Pum and In had moved into a Federal Emergency Management Agency trailer after Hurricane Katrina three years ago, but the government recently took that home away. So the couple were living in the shrimp boat in Empire, La.

Pum said they hadn't had enough money to evacuate ahead of Gustav, so they decided to ride it out. But as the hurricane crashed along the coast Monday, rocking their boat with terrifying power, the couple decided to head to Lafayette, La., 200 miles away, where they had a friend with food and water to share.

"The hurricane was getting angry," Pum said. "My friend said, 'You must go; you will die.' "

The couple loaded the SUV with a pink flowered pillow, a striped burgundy blanket, a carton of ramen noodles, $40 in cash and their black-and- orange dog, Lucky Boy.

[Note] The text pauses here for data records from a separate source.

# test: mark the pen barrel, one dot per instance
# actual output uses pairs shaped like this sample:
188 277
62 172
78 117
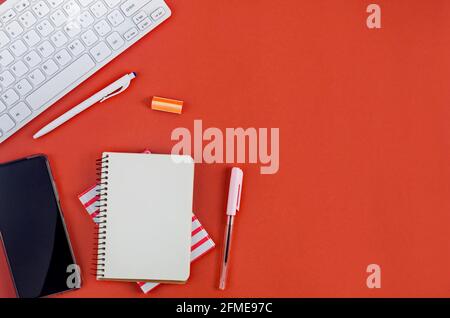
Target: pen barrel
226 252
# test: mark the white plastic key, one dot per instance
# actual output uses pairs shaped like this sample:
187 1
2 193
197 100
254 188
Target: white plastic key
6 123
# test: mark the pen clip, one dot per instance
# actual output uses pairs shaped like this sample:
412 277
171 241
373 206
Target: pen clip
124 87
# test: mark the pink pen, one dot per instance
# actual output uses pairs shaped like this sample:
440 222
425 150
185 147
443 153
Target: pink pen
234 199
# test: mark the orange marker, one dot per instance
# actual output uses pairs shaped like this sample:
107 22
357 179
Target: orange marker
167 105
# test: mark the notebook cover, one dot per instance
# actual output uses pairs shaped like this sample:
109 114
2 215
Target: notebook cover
201 241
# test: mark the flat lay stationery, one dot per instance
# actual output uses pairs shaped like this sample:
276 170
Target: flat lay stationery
201 242
32 228
145 204
111 90
233 205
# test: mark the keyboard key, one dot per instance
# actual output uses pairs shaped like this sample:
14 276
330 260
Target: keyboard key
41 9
139 17
58 18
45 28
6 123
19 69
20 112
59 39
130 34
145 24
89 38
112 3
115 41
10 97
158 13
72 29
7 16
32 59
130 7
22 5
6 58
27 19
45 49
4 39
60 82
36 77
18 48
100 52
50 67
14 29
63 57
31 38
102 28
99 9
72 8
86 19
115 18
76 48
23 87
6 78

But by 4 p.m., the winds and rain on Interstate 10 had become so severe that they pulled up across the street from the Jennings Travel Center -- home to a casino, restaurant and truckers rest stop -- and hoped police would stop to help them.

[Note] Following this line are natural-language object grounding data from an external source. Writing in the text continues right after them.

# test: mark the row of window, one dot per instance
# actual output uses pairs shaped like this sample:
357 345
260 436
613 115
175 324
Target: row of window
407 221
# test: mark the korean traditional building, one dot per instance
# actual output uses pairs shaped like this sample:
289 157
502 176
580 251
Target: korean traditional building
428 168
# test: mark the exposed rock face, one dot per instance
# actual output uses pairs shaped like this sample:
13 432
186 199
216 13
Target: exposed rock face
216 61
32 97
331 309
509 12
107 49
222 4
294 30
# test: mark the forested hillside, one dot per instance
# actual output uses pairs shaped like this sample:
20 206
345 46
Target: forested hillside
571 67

Their gas was running dangerously low.

At the travel center, which was boarded up with strips of plywood, its gas pumps wrapped in plastic tarps, a man and woman with guns waved people away. Selina Landry, 43, a security guard in a Tinkerbell T-shirt with a pistol under her arm, had been charged with keeping looters away from the store. She brought her 20-year-old son, his wife and their 6-month-old daughter along. They had spent the night in the warehouse-shaped building, along with three other security guards and their families.

As rain swirled and wind whipped outside the building, children slept on black sofas and watched "Hannah Montana" while the adults monitored weather reports.

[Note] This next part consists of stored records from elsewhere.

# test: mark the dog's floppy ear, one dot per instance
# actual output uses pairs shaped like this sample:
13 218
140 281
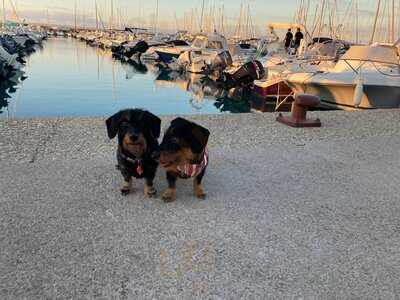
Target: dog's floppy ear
153 122
113 124
200 138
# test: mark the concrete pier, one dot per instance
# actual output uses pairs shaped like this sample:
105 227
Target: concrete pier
290 213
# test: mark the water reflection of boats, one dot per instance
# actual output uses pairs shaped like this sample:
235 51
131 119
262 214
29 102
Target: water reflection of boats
200 86
9 86
134 67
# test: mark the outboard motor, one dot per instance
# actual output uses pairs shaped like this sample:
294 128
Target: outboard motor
118 49
245 75
141 47
221 61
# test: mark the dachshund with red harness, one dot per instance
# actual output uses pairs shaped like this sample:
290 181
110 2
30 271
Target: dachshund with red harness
183 153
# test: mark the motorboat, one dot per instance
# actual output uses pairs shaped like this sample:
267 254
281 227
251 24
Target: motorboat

Walking toward the sandbags that lined the front of the store -- near the zebra-print purses, popcorn balls, straw cowboy hats and bottles of hot sauce -- Landry said: "We're not scared one bit; we're cautious."

The guards and their families planned to hide in a cooler if the storm got worse, she added. "We're respectful of the storm."

Across the street, Pum and In could not find anyone to help them.

The couple were at least an hour from Lafayette -- where one person has been reported killed by a falling tree -- and the winds were pushing 80 mph. Through the foggy windows of their SUV, Pum and In watched the covering on a four-story yellow building flap in the wind.

"Maybe I should stay here and wait until it opens for gas," said In, looking at the shuttered station across the street as fierce gusts rocked the Expedition from side to side. He braced the steering wheel with his tanned, weathered hands, with dirt underneath his fingernails from shrimping.

"No," Pum told him. "It's not open today."

Barefoot and wearing a green jade bracelet, Pum looked away, shaking her head. Lucky Boy jumped into the back seat, whimpering near an American flag, a cooler and a beach towel.

"I don't have gasoline," she said, "I don't know what to do. I'm so scared."

After an hour, with the wind still screaming, the couple decided to keep driving.